2014年10月01日

人種差別主義(レイシズム)という情念と文明からの退行

近代的精神と人種差別(レイシズム)からの脱却
人間も他の動物と同様、自らと異なるものを排除しようとする傾向があるが、これは動物的で未熟な部分である。そして、人種差別主義者(レイシスト)とはそういう動物的な行動で群れて少数派を威嚇する集団で、軽蔑されるべき社会の恥部だ。こういう未開者の暴力を公共の場所から排除することは、社会の公正と文明の程度を保つために必須のことである。

個人の成長という観点からすれば、人間は誰しも未熟な状態では人種差別に陥る可能性がある。人格(あるいは内面、魂、心性、精神、といった別の言葉で表現してもよい)よりも外観を優先する思考パターンはすべからく人種差別に繋がる。人間性の中核には人格があり、それは人格がまとっている衣にすぎない肉体とは無関係のものであるという信念こそが人種差別主義と無縁な近代的精神だ。そうした近代的精神の獲得のためには、個人が成長していく過程で、自分が人種差別主義から逃れているという思い込みを捨てて、常に意識的に自分自身の思考と行動を自分で批判しつづけなければならない。あるいは、他者に対する思いやりを深く持って、すがたかたちを超えたところに人の本質を見いださなければならない。

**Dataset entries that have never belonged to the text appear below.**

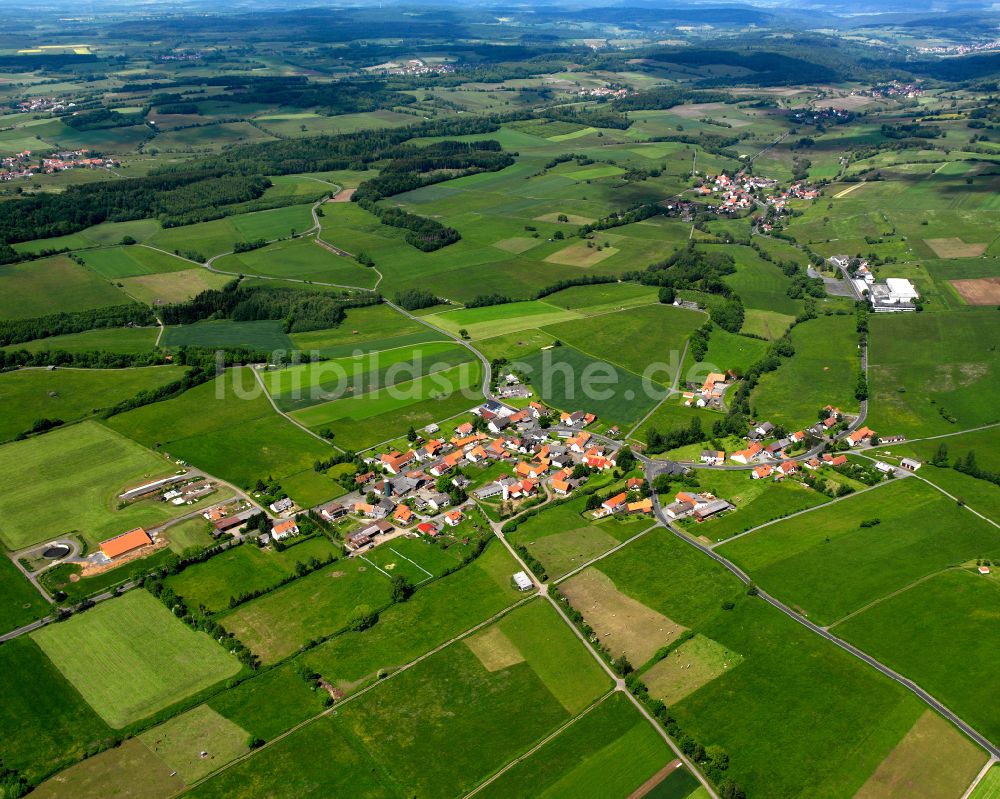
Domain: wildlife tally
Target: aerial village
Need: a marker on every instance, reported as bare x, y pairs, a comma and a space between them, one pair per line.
427, 489
742, 192
21, 165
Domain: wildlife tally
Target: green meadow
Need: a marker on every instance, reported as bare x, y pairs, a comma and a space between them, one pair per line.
153, 657
265, 335
609, 751
324, 602
924, 533
823, 371
70, 394
113, 263
767, 704
45, 722
939, 633
245, 569
299, 259
228, 428
114, 339
85, 467
362, 421
944, 385
299, 386
52, 285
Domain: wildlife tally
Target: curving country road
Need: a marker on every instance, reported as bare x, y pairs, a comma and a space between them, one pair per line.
906, 683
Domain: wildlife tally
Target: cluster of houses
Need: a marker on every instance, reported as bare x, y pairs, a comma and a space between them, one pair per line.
38, 104
77, 159
16, 166
177, 489
820, 116
897, 89
734, 193
188, 493
510, 387
401, 492
739, 192
607, 92
757, 450
627, 502
710, 393
21, 165
416, 66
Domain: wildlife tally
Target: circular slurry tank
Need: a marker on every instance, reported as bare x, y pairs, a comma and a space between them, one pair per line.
56, 551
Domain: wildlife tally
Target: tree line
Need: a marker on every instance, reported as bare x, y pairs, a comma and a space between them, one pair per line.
18, 331
301, 309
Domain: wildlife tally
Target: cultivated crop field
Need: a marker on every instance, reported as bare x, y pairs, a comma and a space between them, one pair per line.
564, 536
299, 259
244, 569
71, 394
362, 421
610, 751
951, 376
154, 659
51, 285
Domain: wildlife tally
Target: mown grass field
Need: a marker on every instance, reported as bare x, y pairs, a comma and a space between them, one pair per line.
602, 298
171, 287
496, 320
300, 386
218, 236
989, 788
319, 760
271, 702
20, 602
636, 339
477, 701
568, 379
82, 469
113, 263
131, 767
823, 371
265, 335
228, 428
756, 501
299, 259
953, 374
70, 394
436, 613
244, 569
920, 532
180, 741
563, 537
130, 657
940, 634
115, 339
369, 328
44, 721
725, 351
312, 607
610, 751
52, 285
763, 712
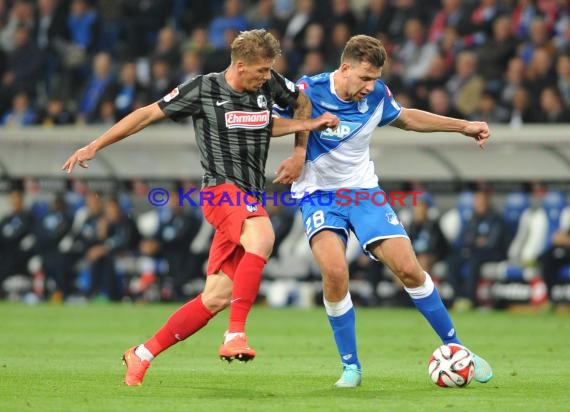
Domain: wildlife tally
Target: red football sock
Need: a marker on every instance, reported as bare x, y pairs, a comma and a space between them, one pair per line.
186, 321
246, 285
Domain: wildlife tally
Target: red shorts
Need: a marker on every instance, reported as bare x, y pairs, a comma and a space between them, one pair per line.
227, 214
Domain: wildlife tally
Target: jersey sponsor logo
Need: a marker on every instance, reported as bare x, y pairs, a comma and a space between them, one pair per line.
262, 101
251, 208
363, 105
247, 120
171, 95
343, 130
327, 105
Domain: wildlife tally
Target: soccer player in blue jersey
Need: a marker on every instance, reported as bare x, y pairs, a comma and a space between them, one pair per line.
340, 159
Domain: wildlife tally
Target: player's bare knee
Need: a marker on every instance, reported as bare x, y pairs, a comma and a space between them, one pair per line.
335, 276
409, 273
215, 302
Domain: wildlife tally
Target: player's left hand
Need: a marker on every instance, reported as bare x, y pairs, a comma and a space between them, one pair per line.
80, 157
478, 131
289, 170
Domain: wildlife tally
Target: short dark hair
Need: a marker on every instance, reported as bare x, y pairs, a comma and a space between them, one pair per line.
254, 45
362, 48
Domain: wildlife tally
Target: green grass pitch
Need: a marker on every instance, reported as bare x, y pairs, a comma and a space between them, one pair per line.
66, 358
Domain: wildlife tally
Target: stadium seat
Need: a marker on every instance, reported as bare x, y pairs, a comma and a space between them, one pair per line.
453, 221
515, 205
532, 238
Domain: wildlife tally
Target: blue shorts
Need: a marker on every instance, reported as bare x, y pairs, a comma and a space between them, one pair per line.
364, 211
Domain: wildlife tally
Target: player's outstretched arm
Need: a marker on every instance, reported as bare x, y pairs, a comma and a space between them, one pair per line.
130, 124
291, 168
282, 127
422, 121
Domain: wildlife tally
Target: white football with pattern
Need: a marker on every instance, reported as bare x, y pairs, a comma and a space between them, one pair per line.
451, 366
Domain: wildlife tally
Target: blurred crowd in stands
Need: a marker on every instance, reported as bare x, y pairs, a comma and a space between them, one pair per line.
94, 61
486, 250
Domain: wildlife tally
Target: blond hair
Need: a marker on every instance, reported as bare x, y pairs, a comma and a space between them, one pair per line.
362, 48
254, 45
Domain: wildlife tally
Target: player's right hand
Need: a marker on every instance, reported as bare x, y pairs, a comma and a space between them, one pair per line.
80, 157
325, 121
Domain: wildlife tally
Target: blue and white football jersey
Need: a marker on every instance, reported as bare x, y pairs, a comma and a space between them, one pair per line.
341, 158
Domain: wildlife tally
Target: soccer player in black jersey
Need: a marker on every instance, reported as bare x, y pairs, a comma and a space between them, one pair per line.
232, 118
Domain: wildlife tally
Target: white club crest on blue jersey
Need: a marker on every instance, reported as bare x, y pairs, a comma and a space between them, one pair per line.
363, 105
392, 218
343, 130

これは誰でも努力すれば可能なことである一方、努力しなければ得られないものでもある。そして皆がこうした見解を共有し、問題意識を持ち、自己の成長に努力するようになることで、幅広い背景を持つ人たちが参加した公正な社会が作れる。そして社会のリーダーとなる人たちには、とりわけ強くこうした近代的精神、あるいは人々に広く公平に接する度量を持つことが要求される。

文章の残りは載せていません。